- Musa da, senin saf ikbaline bir dert erişmez diye bu tarzda kerametler sayıp dökmekteydi. 2595
- همچنین موسی کرامت میشمرد ** که نگردد صاف اقبال تو درد
- Firavun, pek güzel, iyi söyledin ama bir de iyi bir dostla görüşeyim, danışayım dedi.
- گفت احسنت و نکو گفت ولیک ** تا کنم من مشورت با یار نیک
- Firavun'un, Masa aleyhisselâm'a inanma hususunda Asiye'ye danışması
- مشورت کردن فرعون با ایسیه در ایمان آوردن به موسی علیهالسلام
- Firavun, bu sözü Asiye'ye açtı. Asiye dedi ki: A gönlü kararmış, bu vaatlere can ver!
- باز گفت او این سخن با ایسیه ** گفت جان افشان برین ای دلسیه
- Bu sözlerde ne büyük inayetler var, ey iyi huylu padişah, durma, hemen bunları elde et!
- بس عنایتهاست متن این مقال ** زود در یاب ای شه نیکو خصال
- Ekim zamanı geldi., hem de ne faydalı ekim ya!
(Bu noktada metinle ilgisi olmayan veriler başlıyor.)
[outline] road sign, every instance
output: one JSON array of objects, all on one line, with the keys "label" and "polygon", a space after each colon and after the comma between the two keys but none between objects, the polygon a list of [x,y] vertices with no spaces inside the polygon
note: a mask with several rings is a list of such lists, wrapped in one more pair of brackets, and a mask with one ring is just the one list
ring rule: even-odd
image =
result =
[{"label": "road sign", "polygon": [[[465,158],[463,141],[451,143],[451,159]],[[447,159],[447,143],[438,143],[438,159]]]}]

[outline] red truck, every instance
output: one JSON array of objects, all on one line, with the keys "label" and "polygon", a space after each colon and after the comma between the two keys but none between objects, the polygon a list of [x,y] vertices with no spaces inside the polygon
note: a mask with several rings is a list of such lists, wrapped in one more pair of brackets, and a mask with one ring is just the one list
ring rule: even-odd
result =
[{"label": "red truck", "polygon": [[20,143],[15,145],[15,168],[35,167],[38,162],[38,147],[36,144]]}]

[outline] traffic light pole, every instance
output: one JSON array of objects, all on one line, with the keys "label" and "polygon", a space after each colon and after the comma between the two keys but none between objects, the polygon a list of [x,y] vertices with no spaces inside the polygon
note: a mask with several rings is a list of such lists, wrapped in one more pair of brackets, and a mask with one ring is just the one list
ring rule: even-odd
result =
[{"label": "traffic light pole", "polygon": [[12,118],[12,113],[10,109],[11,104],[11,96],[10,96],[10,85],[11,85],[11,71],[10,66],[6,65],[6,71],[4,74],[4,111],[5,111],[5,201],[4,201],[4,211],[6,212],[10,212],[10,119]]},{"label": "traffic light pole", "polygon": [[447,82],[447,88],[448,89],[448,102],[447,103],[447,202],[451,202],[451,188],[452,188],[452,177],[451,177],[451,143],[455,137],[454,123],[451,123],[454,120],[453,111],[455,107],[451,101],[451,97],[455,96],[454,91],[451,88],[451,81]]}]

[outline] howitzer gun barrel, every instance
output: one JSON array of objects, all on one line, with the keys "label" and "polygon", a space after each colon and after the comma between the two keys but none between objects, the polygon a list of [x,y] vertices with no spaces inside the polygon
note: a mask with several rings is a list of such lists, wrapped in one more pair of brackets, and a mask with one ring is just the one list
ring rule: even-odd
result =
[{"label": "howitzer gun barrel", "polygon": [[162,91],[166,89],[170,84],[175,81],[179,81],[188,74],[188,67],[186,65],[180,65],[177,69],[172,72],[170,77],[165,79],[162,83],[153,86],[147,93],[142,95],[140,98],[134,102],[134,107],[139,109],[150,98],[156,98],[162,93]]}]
Bu sözleri söyledi ve iştiyakından ağlamaya başladı.
- وقت کشت آمد زهی پر سود کشت ** این بگفت و گریه کرد و گرم گشت
- Yerinden sıçradı, ne mutlu sana dedi... A kelceğiz, güneş, başına taç oldu! 2600
- بر جهید از جا و گفتا بخ لک ** آفتابی تاجر گشتت ای کلک
- Kelin ayıbını külah örter. Hele o külah güneş ve ay olursa ne mutlu!
- عیب کل را خود بپوشاند کلاه ** خاصه چون باشد کله خورشید و ماه
- Daha o mecliste bunu duyunca neden evet, yüzlerce hamdolsun demedin?
- هم در آن مجلس که بشنیدی تو این ** چون نگفتی آری و صد آفرین
- Bu söz, güneşin kulağına değseydi buna nail olmak ümidiyle baş aşağı yere inerdi!
- این سخن در گوش خورشید ار شدی ** سرنگون بر بوی این زیر آمدی
- Hiç bildin mi, ne vaattir bu, ne lütuf tur? Hak, İblis' i arayıp soruyor âdeta!